"Lite" Wine for Women: Très Insultant!
NAPA, Calif., July 4, 2005 — In California's wine country, where the aficionados proudly pledge to drink no wine before its time, one of the industry's oldest and largest winemakers is pulling grapes off the stem early — too early for traditional wine, but just right, they say, for something new.
"With that, we are able to get lower alcohol and lower sugar," said Tracey Mason of Beringer Blass Wine Estates. "It was also lower calorie, which was great."
Never mind the year on the bottle. In wine country, they're hoping this is the year of the woman.
Smart Business?
With fewer calories and less alcohol, Beringer's "White Lie" chardonnay — the wine for which they picked the grapes early — is aimed directly at women.
Creating a wine for women isn't just a gimmick, it could be smart business because winemakers say the old-world, male-dominated view of wine no longer holds.
Women make up 60 percent of wine consumers, according to industry research. Among couples, women make 80 percent of the wine-buying decisions.
'Voluptuous Wine'
O'Brien Cellars' new wine, Seduction, is designed around not-so-subtle marketing. It comes in a stylish red sack and is described on the back as "a voluptuous wine with sensual flavors and a velvet kiss."
"Our target consumer," said Bart O'Brien of O'Brien Cellars, "is an upscale, sophisticated woman who knows wine and can really appreciate what we've done — both inside the bottle and also … outside the bottle."

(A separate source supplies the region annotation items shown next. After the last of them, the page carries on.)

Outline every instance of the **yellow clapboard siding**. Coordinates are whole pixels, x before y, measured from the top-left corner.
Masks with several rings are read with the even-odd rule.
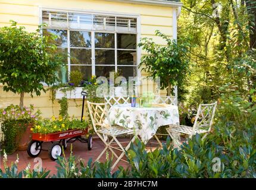
[[[18,26],[23,26],[29,31],[35,31],[39,24],[39,8],[66,9],[82,11],[95,11],[110,13],[129,14],[141,15],[141,37],[150,37],[156,43],[166,45],[164,40],[154,35],[156,30],[171,36],[173,34],[173,9],[170,7],[153,5],[137,5],[118,2],[95,0],[0,0],[0,27],[10,26],[10,20],[18,22]],[[145,53],[143,51],[142,53]],[[148,74],[142,72],[142,76]],[[164,95],[166,91],[164,91]],[[58,100],[52,103],[49,91],[42,92],[40,97],[35,95],[33,98],[26,94],[24,104],[33,104],[42,112],[42,116],[50,118],[54,114],[58,115],[60,104]],[[10,104],[19,104],[18,94],[4,92],[0,86],[0,108]],[[68,113],[79,118],[82,112],[82,100],[68,100]],[[76,105],[80,106],[78,107]],[[85,115],[87,115],[85,113]]]
[[[72,1],[72,0],[1,0],[0,2],[7,4],[24,4],[31,5],[40,5],[52,8],[76,8],[85,10],[95,10],[101,11],[120,12],[130,14],[141,14],[145,15],[161,15],[170,17],[172,15],[171,8],[170,7],[158,7],[155,5],[137,5],[126,4],[118,2],[105,1]]]
[[[2,14],[0,12],[0,23],[8,23],[13,20],[20,24],[38,26],[38,17],[31,17],[11,14]]]
[[[152,15],[143,15],[141,16],[141,20],[142,24],[149,24],[151,26],[171,26],[173,23],[172,17],[155,17]]]
[[[38,6],[15,5],[0,2],[0,13],[38,17],[39,8]]]
[[[11,26],[11,24],[10,23],[2,23],[0,22],[0,27],[3,27],[4,26]],[[38,29],[38,25],[35,25],[35,26],[32,26],[32,25],[27,25],[27,24],[20,24],[18,23],[17,24],[18,26],[23,26],[26,28],[26,30],[32,32],[32,31],[35,31],[36,30]]]
[[[141,33],[142,34],[155,34],[155,30],[158,30],[162,33],[164,33],[166,35],[171,36],[173,27],[166,27],[166,26],[150,26],[150,25],[141,25]]]

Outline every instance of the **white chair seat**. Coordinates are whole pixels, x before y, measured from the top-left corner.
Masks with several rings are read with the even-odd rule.
[[[170,132],[180,132],[185,134],[188,134],[189,135],[194,135],[196,134],[202,134],[202,133],[205,133],[207,132],[208,131],[197,128],[195,129],[195,130],[193,131],[193,127],[186,126],[186,125],[180,125],[178,127],[176,128],[169,128],[166,129],[166,130],[169,131]]]
[[[117,136],[135,132],[133,129],[127,129],[123,128],[113,126],[111,128],[98,130],[98,131],[103,134],[111,136]]]

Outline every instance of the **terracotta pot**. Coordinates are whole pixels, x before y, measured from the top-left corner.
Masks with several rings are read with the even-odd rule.
[[[18,136],[17,138],[17,142],[18,144],[18,150],[27,150],[27,145],[32,140],[32,135],[30,128],[33,127],[32,124],[27,124],[27,128],[26,131]]]

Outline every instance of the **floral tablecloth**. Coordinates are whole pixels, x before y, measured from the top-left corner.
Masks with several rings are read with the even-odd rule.
[[[177,106],[167,104],[160,106],[139,107],[136,105],[136,107],[132,107],[130,104],[115,105],[109,110],[110,122],[126,128],[139,129],[139,135],[146,143],[160,126],[179,125]]]

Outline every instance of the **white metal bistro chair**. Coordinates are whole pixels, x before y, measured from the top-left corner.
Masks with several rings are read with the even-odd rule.
[[[211,131],[216,110],[217,102],[211,104],[201,104],[198,107],[196,116],[193,126],[186,125],[171,125],[166,129],[173,140],[174,148],[180,148],[180,134],[183,134],[191,138],[196,134],[205,134],[202,139],[204,139]]]
[[[178,100],[177,100],[177,97],[176,96],[155,96],[155,98],[153,100],[153,103],[164,103],[164,104],[167,104],[174,105],[174,106],[177,106],[177,102],[178,102]],[[157,140],[158,144],[160,145],[161,147],[162,147],[162,143],[161,142],[157,135],[168,136],[168,134],[156,133],[154,135],[154,137]],[[157,143],[157,142],[151,142],[151,143]]]
[[[126,151],[130,148],[131,143],[134,142],[136,137],[136,131],[133,129],[126,129],[119,126],[111,126],[108,117],[108,112],[105,103],[96,103],[87,101],[87,104],[94,131],[106,146],[95,162],[98,162],[108,149],[117,159],[117,160],[111,167],[111,170],[115,167],[120,160],[127,162],[122,158],[124,156]],[[105,125],[105,124],[106,118],[108,119],[108,125]],[[124,147],[121,142],[118,141],[117,137],[119,135],[132,134],[134,134],[133,137],[128,143],[128,145]],[[104,135],[108,137],[106,140],[104,139]],[[117,144],[118,147],[114,147],[113,144]],[[113,149],[121,151],[121,154],[118,156]]]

The marketing of a wine can be as important as the taste, said Leslie Sbrocco, a wine columnist and author of "Wine for Women: A Guide to Buying, Pairing and Sharing Wine."
"Really, women look at wine from an experiential standpoint," Sbrocco said. "It's not always what's in the glass. It's the setting. It's who you're with. It's what you're having at the table."
They must not have "focus-grouped" any of the upscale, sophisticated women I know, who all enjoy a wide variety of wines, including those masculine, full-bodied reds. I suppose this sort of thing was inevitable, given the popularity of "lite" beers and other flavor-challenged cuisine.